大河「べらぼう」天皇の側近をクビに 松平定信が失脚する一端になった「尊号事件」の"やりすぎ"な裏側とは
紛糾した尊号事件
江戸時代後期、松平定信が徳川幕府の主席老中を務めている時に「尊号事件」(尊号一件とも呼ばれる)が起こります。時の光格天皇が、父である閑院宮典仁親王に「太上天皇」(譲位した後の天皇の称号。上皇)の尊号を贈ろうと希望したことが事件の発端となりました。
光格天皇は、明和8年(1771)、典仁親王の第6皇子として生を受けます。母は岩室磐代。安永8年(1779)、後桃園天皇が若くして崩御したことにより、後桃園天皇の養子、皇嗣に定められ、翌年、即位することになるのです。光格天皇、10歳の頃のことです。
光格天皇の実父・典仁親王は、天皇の父となったわけですが、席順は「三公」(太政大臣、左大臣、右大臣)の下に位置付けられていました。

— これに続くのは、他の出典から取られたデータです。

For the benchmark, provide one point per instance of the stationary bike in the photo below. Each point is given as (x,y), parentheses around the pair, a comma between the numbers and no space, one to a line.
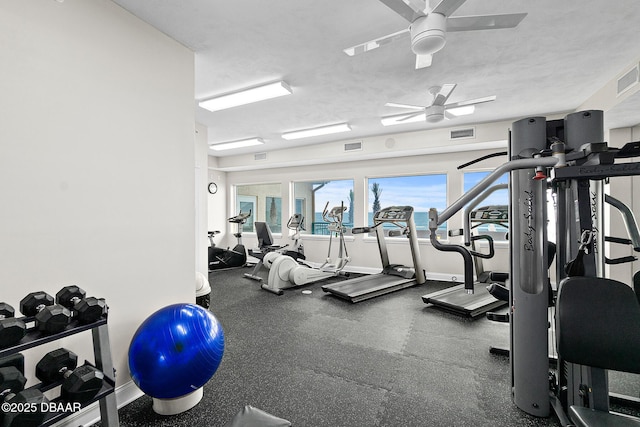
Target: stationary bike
(229,258)
(268,251)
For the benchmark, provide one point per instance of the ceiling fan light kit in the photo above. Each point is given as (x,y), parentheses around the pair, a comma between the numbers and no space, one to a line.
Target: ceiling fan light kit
(438,110)
(435,113)
(428,34)
(428,27)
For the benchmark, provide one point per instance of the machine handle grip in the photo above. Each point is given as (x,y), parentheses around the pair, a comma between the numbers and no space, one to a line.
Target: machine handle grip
(622,260)
(491,248)
(362,230)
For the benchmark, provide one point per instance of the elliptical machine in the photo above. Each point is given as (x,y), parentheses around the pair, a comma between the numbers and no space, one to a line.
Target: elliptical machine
(220,258)
(285,272)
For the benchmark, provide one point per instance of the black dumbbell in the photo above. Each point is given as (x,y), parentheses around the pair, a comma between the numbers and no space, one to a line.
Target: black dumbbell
(51,318)
(85,309)
(79,384)
(12,330)
(12,391)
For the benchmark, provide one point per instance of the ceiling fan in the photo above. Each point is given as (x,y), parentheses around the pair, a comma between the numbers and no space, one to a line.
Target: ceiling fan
(437,110)
(428,28)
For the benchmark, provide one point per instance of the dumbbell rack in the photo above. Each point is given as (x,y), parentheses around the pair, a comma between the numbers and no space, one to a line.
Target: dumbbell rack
(103,362)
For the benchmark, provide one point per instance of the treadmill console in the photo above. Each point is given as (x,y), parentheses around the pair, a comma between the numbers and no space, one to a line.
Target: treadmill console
(489,214)
(394,213)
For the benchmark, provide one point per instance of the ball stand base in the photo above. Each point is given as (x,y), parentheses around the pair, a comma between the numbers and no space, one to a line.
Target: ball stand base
(178,404)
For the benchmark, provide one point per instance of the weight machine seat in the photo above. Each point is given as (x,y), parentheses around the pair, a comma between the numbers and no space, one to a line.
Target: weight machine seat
(586,417)
(598,325)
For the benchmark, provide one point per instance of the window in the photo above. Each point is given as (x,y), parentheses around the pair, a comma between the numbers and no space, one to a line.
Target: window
(311,197)
(422,192)
(265,203)
(497,198)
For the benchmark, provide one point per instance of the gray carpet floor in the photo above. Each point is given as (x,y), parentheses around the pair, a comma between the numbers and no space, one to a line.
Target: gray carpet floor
(317,360)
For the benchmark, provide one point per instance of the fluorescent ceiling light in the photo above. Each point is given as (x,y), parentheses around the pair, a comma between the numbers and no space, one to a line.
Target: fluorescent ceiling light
(461,111)
(397,120)
(324,130)
(272,90)
(236,144)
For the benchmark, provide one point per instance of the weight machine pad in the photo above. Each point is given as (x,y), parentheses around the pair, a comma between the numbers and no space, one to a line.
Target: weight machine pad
(598,324)
(254,417)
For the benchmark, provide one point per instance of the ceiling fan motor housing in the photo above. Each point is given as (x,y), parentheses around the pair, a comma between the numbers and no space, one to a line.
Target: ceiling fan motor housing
(428,34)
(435,113)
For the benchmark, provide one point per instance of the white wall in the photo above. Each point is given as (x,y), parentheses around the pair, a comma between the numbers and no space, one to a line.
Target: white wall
(96,163)
(217,204)
(202,200)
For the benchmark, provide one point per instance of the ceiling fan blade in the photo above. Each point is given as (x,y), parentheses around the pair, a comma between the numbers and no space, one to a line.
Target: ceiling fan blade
(447,7)
(408,9)
(409,106)
(484,22)
(471,102)
(423,61)
(410,116)
(374,44)
(443,94)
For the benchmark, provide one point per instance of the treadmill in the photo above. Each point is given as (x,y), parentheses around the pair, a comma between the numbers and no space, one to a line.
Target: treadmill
(393,277)
(458,299)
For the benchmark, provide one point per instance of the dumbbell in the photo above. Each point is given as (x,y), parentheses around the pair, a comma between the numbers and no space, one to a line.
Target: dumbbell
(28,403)
(85,309)
(51,318)
(12,330)
(79,384)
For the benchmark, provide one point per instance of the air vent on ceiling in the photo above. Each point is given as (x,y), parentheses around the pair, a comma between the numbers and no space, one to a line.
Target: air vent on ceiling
(463,133)
(629,79)
(353,146)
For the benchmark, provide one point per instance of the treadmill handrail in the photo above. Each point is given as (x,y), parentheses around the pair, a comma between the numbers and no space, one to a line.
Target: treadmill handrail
(466,215)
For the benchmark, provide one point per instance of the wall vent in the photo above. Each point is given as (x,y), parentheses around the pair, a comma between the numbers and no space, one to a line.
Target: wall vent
(463,133)
(353,146)
(629,80)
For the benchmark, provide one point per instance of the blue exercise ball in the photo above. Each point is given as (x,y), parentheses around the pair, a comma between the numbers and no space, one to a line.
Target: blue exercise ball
(176,351)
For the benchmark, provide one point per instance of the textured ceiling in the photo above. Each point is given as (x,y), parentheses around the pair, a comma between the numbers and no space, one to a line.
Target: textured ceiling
(559,55)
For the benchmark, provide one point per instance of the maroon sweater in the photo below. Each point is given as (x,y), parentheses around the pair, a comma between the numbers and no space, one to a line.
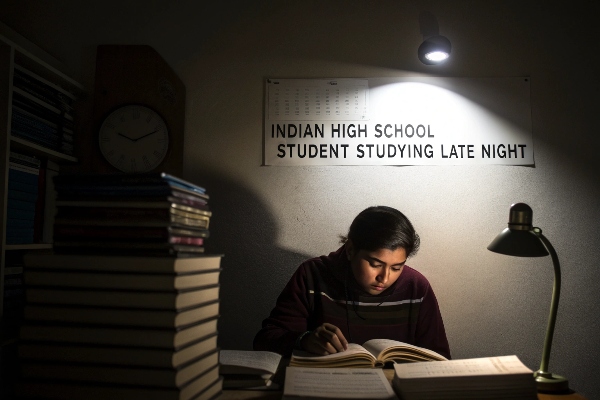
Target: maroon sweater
(323,289)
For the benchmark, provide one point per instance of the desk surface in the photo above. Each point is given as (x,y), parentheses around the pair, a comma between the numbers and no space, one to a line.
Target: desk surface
(389,373)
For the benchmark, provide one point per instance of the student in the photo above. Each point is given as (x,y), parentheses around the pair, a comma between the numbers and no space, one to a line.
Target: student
(362,291)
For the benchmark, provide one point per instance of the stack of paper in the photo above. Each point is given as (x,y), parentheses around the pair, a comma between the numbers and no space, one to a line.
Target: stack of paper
(503,377)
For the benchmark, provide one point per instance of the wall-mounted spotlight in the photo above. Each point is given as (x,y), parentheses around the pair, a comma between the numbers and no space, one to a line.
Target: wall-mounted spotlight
(434,50)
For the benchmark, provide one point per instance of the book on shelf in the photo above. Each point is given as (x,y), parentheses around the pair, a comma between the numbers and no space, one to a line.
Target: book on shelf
(122,375)
(504,377)
(100,335)
(172,300)
(47,92)
(146,184)
(24,159)
(131,247)
(336,383)
(372,353)
(120,281)
(170,234)
(151,213)
(78,262)
(121,316)
(117,355)
(207,386)
(245,369)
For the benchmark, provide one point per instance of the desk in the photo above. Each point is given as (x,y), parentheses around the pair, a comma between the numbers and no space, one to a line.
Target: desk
(389,374)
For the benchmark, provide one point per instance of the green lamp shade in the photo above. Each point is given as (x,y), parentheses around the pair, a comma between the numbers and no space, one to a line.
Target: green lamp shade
(518,243)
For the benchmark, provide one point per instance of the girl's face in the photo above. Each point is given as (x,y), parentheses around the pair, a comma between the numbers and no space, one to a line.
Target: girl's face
(375,271)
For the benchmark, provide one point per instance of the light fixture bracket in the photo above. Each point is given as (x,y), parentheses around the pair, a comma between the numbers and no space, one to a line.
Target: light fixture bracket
(434,45)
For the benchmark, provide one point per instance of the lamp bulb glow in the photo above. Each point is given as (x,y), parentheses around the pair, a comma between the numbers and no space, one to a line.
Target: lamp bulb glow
(437,56)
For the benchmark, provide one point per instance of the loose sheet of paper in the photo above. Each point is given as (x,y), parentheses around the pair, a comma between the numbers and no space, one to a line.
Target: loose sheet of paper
(467,367)
(347,383)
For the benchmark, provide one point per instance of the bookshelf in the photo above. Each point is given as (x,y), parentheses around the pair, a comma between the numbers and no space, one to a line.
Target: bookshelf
(37,120)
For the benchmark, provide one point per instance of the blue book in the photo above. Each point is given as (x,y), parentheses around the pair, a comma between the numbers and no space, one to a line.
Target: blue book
(18,175)
(20,214)
(19,239)
(20,204)
(19,232)
(20,223)
(152,184)
(23,187)
(25,196)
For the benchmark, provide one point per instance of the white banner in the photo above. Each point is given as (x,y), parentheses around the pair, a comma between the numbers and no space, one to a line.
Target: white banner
(398,121)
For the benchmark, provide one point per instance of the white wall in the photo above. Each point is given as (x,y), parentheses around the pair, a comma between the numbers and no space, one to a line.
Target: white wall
(268,219)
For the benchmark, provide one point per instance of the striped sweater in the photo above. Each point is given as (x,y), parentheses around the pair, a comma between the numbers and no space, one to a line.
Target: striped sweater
(323,289)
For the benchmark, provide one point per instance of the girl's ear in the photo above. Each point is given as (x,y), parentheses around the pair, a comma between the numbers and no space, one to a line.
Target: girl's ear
(349,249)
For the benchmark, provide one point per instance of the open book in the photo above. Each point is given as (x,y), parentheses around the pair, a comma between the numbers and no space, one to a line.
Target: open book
(373,353)
(247,368)
(336,383)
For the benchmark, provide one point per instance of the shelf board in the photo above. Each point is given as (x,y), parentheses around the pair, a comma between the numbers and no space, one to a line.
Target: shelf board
(41,150)
(31,246)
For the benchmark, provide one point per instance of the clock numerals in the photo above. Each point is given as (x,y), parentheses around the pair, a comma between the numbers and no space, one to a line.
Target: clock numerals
(134,138)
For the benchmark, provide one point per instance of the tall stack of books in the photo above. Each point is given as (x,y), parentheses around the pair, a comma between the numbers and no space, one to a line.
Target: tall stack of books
(103,320)
(156,214)
(22,198)
(42,112)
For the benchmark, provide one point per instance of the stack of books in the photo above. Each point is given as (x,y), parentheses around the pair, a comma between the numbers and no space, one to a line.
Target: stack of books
(22,203)
(127,304)
(156,214)
(108,327)
(14,293)
(42,112)
(504,377)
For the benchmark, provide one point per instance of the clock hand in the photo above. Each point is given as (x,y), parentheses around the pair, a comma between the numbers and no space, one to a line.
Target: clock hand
(147,134)
(126,137)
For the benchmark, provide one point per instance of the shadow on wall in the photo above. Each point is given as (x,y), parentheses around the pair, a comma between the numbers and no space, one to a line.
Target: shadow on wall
(255,269)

江戸時代初期、徳川家康が金地院崇伝に命じて起草させた「禁中並公家諸法度」(1615年制定)には「三公の下親王」と記載されていたからです。
光格天皇は、こうした現状を嘆き、改善するために、父に「太上天皇」の尊号を贈ることを希望したのでした。
「禁中並公家諸法度」の改正要求は、当時の幕府との力関係を考えれば、現実的ではありませんし、不可能です。よって、尊号を贈ろうという手段を考案したのです。